Aujourd'hui, je vous montre une jolie carte des soeurs belges, filles du roi Léopold II.
Elles ont toutes les trois concourus pour le destin le plus triste. La première Louise, est mariée très jeune au prince Philippe de Saxe Cobourg (on reste en famille), lubrique et viveur. Il fait partie des bons compagnons du kronprinz Rodolphe, et est présent le jour de la tragédie de Mayerling. Louise ne supportera pas longtemps une atmosphère familiale pesante (avec la présence oppressante de sa belle-mère Clémentine, fille de Louis Philippe). Un beau jour, elle croise un bel officier de cavalerie, Geza Mattachich, et c'est l'embrasement. Cette femme mal mariée (comme on l'est souvent à l'époque), va quitter le foyer conjugal, semer les dettes, se faire interner pour indignité et finir dans la misère. Mais elle aura vécu son amour jusqu'au bout.

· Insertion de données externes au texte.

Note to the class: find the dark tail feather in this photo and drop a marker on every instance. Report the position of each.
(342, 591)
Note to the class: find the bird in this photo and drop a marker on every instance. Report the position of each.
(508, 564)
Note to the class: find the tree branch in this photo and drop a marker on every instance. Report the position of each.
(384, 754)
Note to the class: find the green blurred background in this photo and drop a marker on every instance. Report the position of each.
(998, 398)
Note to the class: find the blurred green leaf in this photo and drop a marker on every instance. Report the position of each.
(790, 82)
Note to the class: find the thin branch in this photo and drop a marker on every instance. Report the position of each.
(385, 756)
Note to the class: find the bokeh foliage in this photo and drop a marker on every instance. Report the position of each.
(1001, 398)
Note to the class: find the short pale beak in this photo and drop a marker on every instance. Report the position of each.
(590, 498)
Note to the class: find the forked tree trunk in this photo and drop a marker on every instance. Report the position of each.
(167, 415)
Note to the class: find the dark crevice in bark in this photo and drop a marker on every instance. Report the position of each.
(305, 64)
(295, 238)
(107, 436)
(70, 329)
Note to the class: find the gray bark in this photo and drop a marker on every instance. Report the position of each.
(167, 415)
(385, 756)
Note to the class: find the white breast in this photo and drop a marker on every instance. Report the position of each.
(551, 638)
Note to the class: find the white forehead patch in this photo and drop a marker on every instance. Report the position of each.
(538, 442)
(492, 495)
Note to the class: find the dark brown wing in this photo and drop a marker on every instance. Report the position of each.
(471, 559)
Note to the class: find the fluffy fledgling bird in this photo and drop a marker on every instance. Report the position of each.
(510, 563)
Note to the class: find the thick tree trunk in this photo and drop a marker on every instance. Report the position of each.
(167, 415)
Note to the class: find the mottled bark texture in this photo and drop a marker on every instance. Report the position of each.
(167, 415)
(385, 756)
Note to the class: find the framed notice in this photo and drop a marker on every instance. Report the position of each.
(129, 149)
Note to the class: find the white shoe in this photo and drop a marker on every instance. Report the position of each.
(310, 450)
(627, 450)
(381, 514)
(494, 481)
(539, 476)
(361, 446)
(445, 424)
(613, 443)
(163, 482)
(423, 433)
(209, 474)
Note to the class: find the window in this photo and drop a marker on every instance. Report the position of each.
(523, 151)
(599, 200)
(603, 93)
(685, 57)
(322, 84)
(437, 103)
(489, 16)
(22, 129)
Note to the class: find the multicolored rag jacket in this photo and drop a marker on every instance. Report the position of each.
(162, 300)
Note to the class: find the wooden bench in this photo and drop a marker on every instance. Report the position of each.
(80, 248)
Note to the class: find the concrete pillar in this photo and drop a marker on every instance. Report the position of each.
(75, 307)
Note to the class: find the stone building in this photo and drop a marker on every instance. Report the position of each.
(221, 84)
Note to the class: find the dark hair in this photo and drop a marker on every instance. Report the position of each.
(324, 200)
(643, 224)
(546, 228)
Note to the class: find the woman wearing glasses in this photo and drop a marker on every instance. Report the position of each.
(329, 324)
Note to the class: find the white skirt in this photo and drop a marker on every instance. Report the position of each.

La deuxième, c'est Stéphanie, la "paysanne flamande", tout aussi mal mariée, à l'héritier austro-hongrois: Rodolphe. On lui reproche souvent un caractère acariâtre, des scènes conjugales. Mal à l'aise, critiquée par l'ensemble de la Cour, Stéphanie se réfugie dans le superficiel, la représentation. On dit qu'elle n'adore rien tant que jouer les impératrices en l'absence de sa belle-mère, Sissi. C'est lui faire un mauvais procès. Elevée à la dure par un père tyrannique et une mère peu aimante, elle trouve dans le mariage un échappatoire à cette ambiance glaciale qui règne à la cour de Laeken. Et puis, il y a Mayerling. Sa belle famille la rend responsable de la mort de Rodolphe, elle est publiquement humiliée par la présence de Mary Vetsera, même morte, au côté du cadavre de son mari. Et son calvaire n'est pas fini. Ce n'est que quelques années plus tard, qu'elle obtient de se remarier avec le comte Elémer Lyonay. Elle n'est plus princière héritière, elle n'a plus aucun rôle à la Hofburg, mais c'est froidement que François Joseph la laisse partir. Quant, à son père, il lui tourne le dos. Heureusement, son remariage est heureux et elle ne s'éteindra qu'en 1945.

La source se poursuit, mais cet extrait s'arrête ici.